The cash flow hedges of Boeing, the winner of the Aerospace sector award, include foreign currency forward contracts, commodity swaps and commodity purchase contracts. Forward contracts help manage currency risk of forecasted sales and purchases made in foreign currencies. Commodity derivatives, such as fixed-price purchase commitments and swaps, protect against potentially unfavorable price changes for items used in production. WuXi Biologics, the winner of the Pharmaceuticals sector award, has also engaged in a series of forward contracts to manage its currency risk.
Cargill, which won the sector award for Agriculture, entered a three-part liquidity solution, including NostroCollect, multibank cash sweep and cross-border sweeping to help manage currency risk in commodities trading. Meanwhile, BP, the Energy FX sector winner, raised $12 billion in a hybrid bond sale with a multicurrency five-tranche deal.
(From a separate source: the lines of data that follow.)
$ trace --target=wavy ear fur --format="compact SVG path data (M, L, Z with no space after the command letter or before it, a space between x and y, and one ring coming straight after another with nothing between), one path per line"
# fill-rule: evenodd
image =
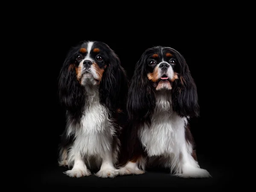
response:
M178 79L173 82L172 100L173 110L181 116L199 115L197 87L189 67L183 57L177 54L179 66Z
M127 108L130 119L150 124L156 100L154 89L147 77L145 60L145 54L143 54L136 64L128 92Z
M75 48L69 51L58 77L58 95L61 105L76 122L80 120L85 104L85 90L76 79L73 58Z
M125 110L128 81L125 70L113 51L110 62L103 73L99 93L101 103L111 111L117 109Z

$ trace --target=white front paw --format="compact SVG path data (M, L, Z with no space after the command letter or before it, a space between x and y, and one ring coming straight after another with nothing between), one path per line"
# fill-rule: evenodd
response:
M124 167L119 169L119 174L121 175L140 175L145 173L145 172L139 169L133 169L128 167Z
M96 176L99 177L113 178L118 175L119 172L118 169L112 168L106 168L101 169L95 174Z
M90 172L87 169L80 169L73 168L64 172L66 175L71 177L81 177L84 176L88 176L91 175Z
M207 178L212 176L206 169L193 168L184 171L182 174L177 174L177 176L183 178Z

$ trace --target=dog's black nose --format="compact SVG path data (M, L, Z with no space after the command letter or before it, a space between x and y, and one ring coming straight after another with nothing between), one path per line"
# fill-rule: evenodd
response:
M86 66L88 66L89 65L91 65L93 63L90 61L85 60L84 61L84 63L83 63L83 64L84 65L85 65Z
M169 67L169 64L166 63L163 63L159 66L159 67L162 69L167 69Z

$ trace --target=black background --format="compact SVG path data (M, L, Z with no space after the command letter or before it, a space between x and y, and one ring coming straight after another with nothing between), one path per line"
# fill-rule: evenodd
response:
M53 18L47 27L42 28L40 42L36 41L41 46L34 47L42 55L40 56L41 67L38 66L41 77L37 79L37 83L40 85L35 87L36 93L31 96L35 105L32 115L36 125L32 131L28 132L35 136L25 140L29 147L32 143L32 152L27 151L28 156L31 157L28 160L35 165L38 177L35 173L29 175L25 184L32 186L35 191L52 186L67 189L68 186L212 187L229 184L233 174L231 160L234 151L230 142L233 128L226 120L229 107L226 93L229 88L223 85L223 82L228 82L225 71L229 65L226 57L226 49L230 46L229 34L224 30L224 23L220 23L214 18L208 18L207 23L201 19L192 20L185 26L183 23L180 26L178 22L171 20L167 27L166 24L162 27L157 19L151 21L142 18L136 23L120 23L110 22L106 19L99 24L92 21L82 23L79 19L75 22L63 19L61 23ZM81 25L83 27L80 29ZM222 30L220 30L220 27ZM67 178L62 173L66 169L57 166L57 147L59 135L64 128L65 119L58 102L57 78L69 49L83 40L107 44L119 56L129 78L132 76L137 61L148 48L170 47L183 56L197 86L201 108L200 117L191 121L191 131L197 145L199 164L208 170L212 178L184 180L153 172L112 180L99 180L94 176L76 180ZM31 171L35 172L34 169ZM154 182L155 180L158 181Z

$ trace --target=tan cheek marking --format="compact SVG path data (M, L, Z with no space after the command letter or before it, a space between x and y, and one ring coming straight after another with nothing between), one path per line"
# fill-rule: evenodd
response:
M156 58L157 57L158 57L158 54L154 54L152 56L152 57L153 57L153 58Z
M81 48L80 50L80 52L82 52L83 53L86 53L87 51L87 50L86 50L86 49L84 48Z
M177 73L174 73L174 76L172 79L171 79L171 81L172 82L174 81L175 79L178 79L178 75Z
M93 52L99 52L99 48L95 48L93 49Z
M99 65L95 63L93 63L92 65L93 67L94 67L95 70L96 71L97 75L98 75L99 79L97 80L101 81L102 77L102 76L103 75L104 69L99 68Z
M76 67L76 79L79 82L81 83L81 79L82 77L82 67L80 65L78 67Z
M159 77L158 77L158 68L155 67L153 73L148 73L148 78L153 82L157 81L159 79Z
M172 55L171 53L170 53L169 52L167 52L166 54L166 57L172 57Z

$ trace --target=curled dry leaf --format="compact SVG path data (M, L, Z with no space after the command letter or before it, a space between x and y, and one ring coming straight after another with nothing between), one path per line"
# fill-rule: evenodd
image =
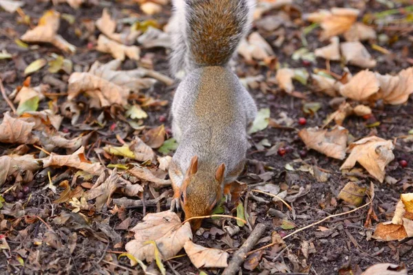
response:
M128 253L140 261L151 262L155 258L155 248L149 241L154 241L162 259L172 257L192 239L189 223L182 224L178 215L171 211L148 214L131 230L135 239L125 245Z
M348 131L341 126L336 126L329 132L326 129L308 128L298 133L308 148L338 160L346 157L348 135Z
M196 268L226 267L228 253L224 250L207 248L193 243L191 241L184 245L185 252Z
M20 118L12 118L4 113L0 124L0 142L32 144L39 142L39 138L32 134L34 122L28 122Z
M347 150L350 155L340 170L352 168L359 162L372 176L383 182L385 168L394 159L394 148L391 140L376 136L363 138L350 144Z
M121 60L127 56L135 60L140 58L140 49L137 46L126 46L108 38L105 34L99 35L96 50L99 52L111 54L114 58Z
M52 153L48 157L41 160L43 167L69 166L82 170L90 175L99 175L105 168L100 163L92 163L86 160L85 147L81 146L72 155L61 155Z
M348 82L342 85L340 94L354 100L365 100L376 94L379 87L380 82L374 73L366 69L357 73Z
M377 225L372 236L388 241L413 236L413 193L401 195L392 221Z
M25 42L49 43L63 52L75 52L76 47L57 34L60 25L60 13L55 10L48 10L39 20L39 25L32 30L28 30L21 39Z
M69 78L67 100L71 100L81 92L97 96L101 107L127 104L129 89L117 85L90 73L74 72Z
M360 42L343 42L340 45L346 64L362 68L372 68L377 62Z
M330 44L318 49L315 49L314 54L317 57L331 60L339 60L340 55L340 40L338 36L332 36L330 39Z
M257 32L249 35L248 40L243 40L238 47L238 54L247 61L253 59L264 60L275 54L268 42Z
M361 275L407 275L407 269L392 263L378 263L368 268Z
M3 155L0 157L0 187L6 182L7 177L19 171L34 172L41 166L32 155Z

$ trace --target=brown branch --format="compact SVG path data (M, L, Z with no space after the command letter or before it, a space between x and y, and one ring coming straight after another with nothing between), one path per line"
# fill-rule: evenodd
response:
M245 261L248 252L254 247L264 232L265 225L258 223L242 246L234 253L228 267L222 272L222 275L235 275L238 273L240 267Z

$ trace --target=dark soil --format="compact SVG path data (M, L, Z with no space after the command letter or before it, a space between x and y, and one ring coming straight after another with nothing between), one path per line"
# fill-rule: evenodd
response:
M62 23L59 33L68 42L78 47L76 54L69 55L61 53L52 46L41 45L38 50L24 50L19 47L14 43L14 40L23 34L28 26L17 23L19 16L17 14L10 14L0 12L0 51L7 49L8 52L15 54L13 60L0 60L0 77L3 78L5 87L9 93L14 90L18 85L21 85L25 79L23 70L25 65L22 63L30 64L32 61L56 52L64 54L66 58L72 59L74 65L80 66L85 70L95 60L98 60L105 63L112 60L108 54L101 54L87 48L88 43L94 43L93 40L87 38L79 39L75 34L75 28L81 28L83 20L89 19L96 21L100 17L102 10L107 6L112 14L116 18L127 17L123 13L128 10L133 16L137 16L140 20L149 19L149 16L142 15L142 12L136 4L133 1L102 1L98 6L86 5L78 10L74 10L66 4L52 6L52 3L43 3L44 1L25 1L25 6L23 10L32 19L39 18L45 10L54 8L61 13L72 14L76 18L76 22L71 25L69 23ZM367 3L365 3L367 2ZM380 1L381 2L381 1ZM363 8L364 6L364 8ZM401 6L396 4L397 7ZM280 48L273 46L278 62L288 63L291 67L306 67L309 72L315 67L326 68L324 60L318 60L317 64L307 64L301 60L293 60L290 58L291 53L301 47L302 39L300 34L302 26L308 25L303 23L299 19L299 13L316 11L319 8L328 9L332 7L347 7L361 8L362 13L371 13L377 11L388 10L379 1L297 1L293 8L284 9L285 12L289 14L292 23L287 24L285 27L286 41ZM167 22L170 16L168 8L164 8L164 13L152 16L161 25ZM278 11L271 12L270 14L276 15ZM65 21L62 20L62 21ZM36 22L36 21L34 21ZM258 29L260 34L271 44L277 38L273 33L266 32L264 30ZM394 43L383 45L392 52L390 56L385 56L382 53L372 50L369 44L366 44L369 52L379 60L374 70L380 73L396 73L403 68L412 66L413 58L413 30L405 27L392 28L377 28L379 34L385 34L390 38L394 38ZM319 40L319 29L315 29L308 34L306 38L308 42L308 48L313 52L315 49L326 45L326 43ZM98 34L96 31L96 37ZM158 72L169 74L167 63L167 51L164 49L151 49L143 51L142 56L153 58L153 69ZM409 59L410 58L410 59ZM409 61L409 60L410 61ZM271 117L277 118L278 114L286 112L288 117L296 122L293 128L271 128L258 132L251 137L253 144L260 142L263 139L268 139L273 146L284 142L284 146L291 147L290 152L284 156L275 153L269 154L268 148L257 150L253 146L248 153L248 170L240 177L240 180L255 184L262 182L257 175L265 172L270 172L268 182L280 184L282 190L288 190L289 194L298 192L300 188L305 191L302 195L290 203L293 208L293 211L289 211L279 202L272 202L271 197L264 195L254 193L248 199L248 209L253 217L254 223L264 223L267 226L267 231L263 237L271 236L272 232L276 231L282 234L293 232L293 230L283 230L281 228L281 220L268 214L270 208L281 210L286 214L290 221L297 226L297 228L304 227L312 223L317 222L330 214L338 214L348 211L353 208L348 204L338 201L337 199L340 190L349 182L348 177L344 177L339 170L342 164L341 161L333 160L318 153L315 151L306 151L305 145L297 136L297 130L308 126L321 126L323 120L334 111L328 104L331 100L326 96L313 92L311 86L304 86L296 84L296 88L306 96L306 99L300 99L292 97L281 91L276 85L266 80L273 78L275 71L268 67L262 66L257 63L246 64L242 58L237 58L236 72L240 77L253 76L262 74L266 80L260 85L260 88L251 91L259 108L269 107ZM130 60L124 63L123 66L127 69L136 67L136 64ZM352 74L360 70L359 68L350 66L349 69ZM343 73L342 66L339 63L332 63L331 69L337 74ZM6 73L11 72L15 74L15 78L6 79ZM32 76L32 85L36 86L42 82L43 76L50 74L45 68ZM67 81L67 75L57 74L55 77ZM153 127L160 125L160 117L165 116L169 118L169 108L173 94L174 87L167 87L164 85L156 85L153 89L144 91L143 94L147 96L156 98L167 100L169 104L166 107L157 107L147 110L149 118L145 121L145 125ZM59 89L52 87L50 92L63 93ZM82 101L82 98L78 98L78 102ZM65 100L65 96L59 99L59 102ZM308 102L317 102L321 104L321 108L313 116L304 113L302 111L303 105ZM43 106L47 108L46 103ZM343 124L354 139L364 138L371 134L379 137L393 140L398 137L407 135L407 132L413 129L413 99L410 98L407 104L399 106L383 106L377 104L373 107L374 120L380 122L376 127L368 127L367 125L372 121L366 121L361 118L351 117L348 118ZM42 109L41 104L40 109ZM4 100L0 101L0 113L3 113L8 110L8 106ZM90 114L89 114L90 111ZM83 110L80 121L85 121L88 116L92 116L92 119L88 118L90 123L94 118L100 115L100 112L89 110L86 107ZM86 146L86 152L90 155L94 155L91 146L94 146L98 139L100 139L103 144L119 144L116 140L116 134L119 134L126 141L130 141L133 135L136 134L129 124L118 119L123 113L122 108L114 108L111 110L105 110L105 117L107 124L105 128L100 129L92 135L89 144ZM1 115L0 115L1 116ZM297 122L300 117L306 117L307 124L299 125ZM374 122L373 121L373 122ZM169 124L167 121L167 124ZM109 126L116 124L114 131L109 131ZM92 124L91 124L92 125ZM94 124L96 126L96 124ZM76 137L83 132L81 128L72 126L70 120L65 118L63 127L68 130L72 137ZM97 129L97 127L96 127ZM0 144L0 153L1 155L9 154L10 151L16 148L16 144ZM32 152L35 150L33 149ZM304 151L304 152L303 152ZM380 184L378 181L368 176L363 173L357 175L358 184L365 187L370 186L370 182L374 184L375 199L373 201L373 210L377 214L378 220L372 221L372 226L369 228L363 226L368 217L368 207L364 208L345 216L331 219L319 226L328 228L327 231L321 230L319 226L302 231L294 236L287 239L287 245L293 245L289 252L284 252L277 262L285 262L291 271L295 272L309 272L310 274L338 274L340 269L346 266L356 268L359 267L365 270L369 266L379 263L392 263L400 264L403 263L409 272L413 274L413 240L406 239L403 241L381 242L370 238L374 230L374 226L378 222L383 222L391 219L394 212L396 203L400 198L400 194L413 192L413 188L410 187L403 190L403 184L413 182L413 143L407 140L399 139L396 142L394 151L395 160L386 168L386 175L392 177L398 180L396 184ZM56 151L55 153L65 153L65 151ZM327 182L319 182L317 179L306 172L290 171L284 167L286 164L290 164L296 169L301 165L293 162L300 159L299 153L303 162L309 164L318 166L328 171L330 177ZM303 155L303 153L304 153ZM399 164L399 161L405 160L408 162L406 168L402 168ZM115 162L116 158L112 161ZM107 164L108 164L107 162ZM358 165L358 164L357 164ZM361 166L358 166L361 167ZM53 169L52 176L58 177L61 175L68 175L67 178L71 182L74 173L70 170ZM268 174L266 174L268 175ZM56 178L55 178L56 179ZM63 179L62 178L61 179ZM58 179L54 182L57 183ZM80 185L81 181L74 182L75 185ZM116 238L107 239L102 225L107 225L109 228L114 228L122 220L118 214L113 214L110 210L105 210L102 212L94 213L93 216L88 217L90 223L80 225L72 219L72 222L67 222L62 226L58 226L52 223L54 218L58 217L63 211L70 213L64 204L52 204L51 201L57 199L59 196L53 194L48 190L43 190L43 187L48 184L47 172L41 172L34 175L34 179L28 185L30 192L24 194L24 198L20 201L27 210L25 216L20 218L11 219L7 214L0 214L1 219L8 219L13 223L12 232L0 228L0 234L9 236L8 243L10 247L12 254L1 252L0 256L0 270L1 274L134 274L139 273L139 269L131 267L129 261L126 258L117 259L117 256L120 252L125 251L125 244L133 238L133 234L125 230L113 230L121 236L120 245L116 245ZM13 184L10 181L0 189L3 193ZM74 188L75 186L73 186ZM63 188L58 188L60 193ZM158 190L160 193L167 190ZM149 188L146 189L147 199L153 198L153 195L149 192ZM149 193L151 193L149 195ZM256 197L255 197L256 196ZM254 197L261 198L255 199ZM242 199L244 199L243 197ZM12 196L10 199L15 199ZM338 202L337 202L338 201ZM125 214L131 219L131 225L134 226L144 216L143 211L153 212L157 210L167 210L168 206L166 200L157 208L147 207L145 210L140 208L125 210ZM226 205L227 212L233 212L234 206ZM235 211L236 212L236 211ZM84 213L87 215L87 213ZM45 243L40 243L37 245L36 241L41 240L45 234L47 232L47 227L39 219L34 221L30 220L29 216L36 215L43 219L45 223L52 228L58 234L57 239L60 245L47 245ZM205 221L202 228L195 234L194 242L206 247L217 248L229 250L233 252L240 246L248 237L249 230L246 227L241 228L240 231L230 236L224 230L224 227L229 223L233 223L232 221L211 220ZM70 224L69 224L70 223ZM50 232L49 232L50 233ZM264 239L262 243L255 248L269 243L271 239ZM315 252L310 254L308 258L303 255L303 242L313 244ZM272 270L272 259L279 251L279 248L267 249L266 254L262 256L261 263L253 271L244 269L243 274L268 274L273 273ZM71 253L73 249L73 253ZM278 250L277 250L278 249ZM5 251L5 250L4 250ZM180 253L179 254L182 254ZM4 255L4 256L3 256ZM23 258L24 267L19 264L17 259ZM193 267L187 256L177 258L168 261L165 264L167 272L172 274L198 274L198 270ZM307 270L304 265L308 265ZM155 266L156 267L156 266ZM220 274L222 270L204 270L209 274ZM304 274L304 273L303 273Z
The winner of the Manufacturing sector award, Toyota Motor Corporation, boosted profits through successful pooling and favorable FX movements. Nippon Express, the Transportation sector winner, undertook pan-Europe cash pooling, with a tailored mechanism with an extended country scope and improved cut-off times.
Tesco, which won the Retail sector award, hedged the entire $10.6 billion sale of its operations in Thailand and Malaysia with 50% vanilla options and 50% forward, resulting in an extra £50 million (approximately $67 million) above the sum it would have received if it had converted the proceeds at the prevailing spot rate on completion.
A treasury’s handling of FX risk management has a significant bearing on an organization’s profitability and its ability to weather whatever challenges come its way. Recent events have brought this to the fore, as treasuries worldwide needed to manage the impact of global and regional events on currencies—a task that has been improved through the adoption of FX technologies.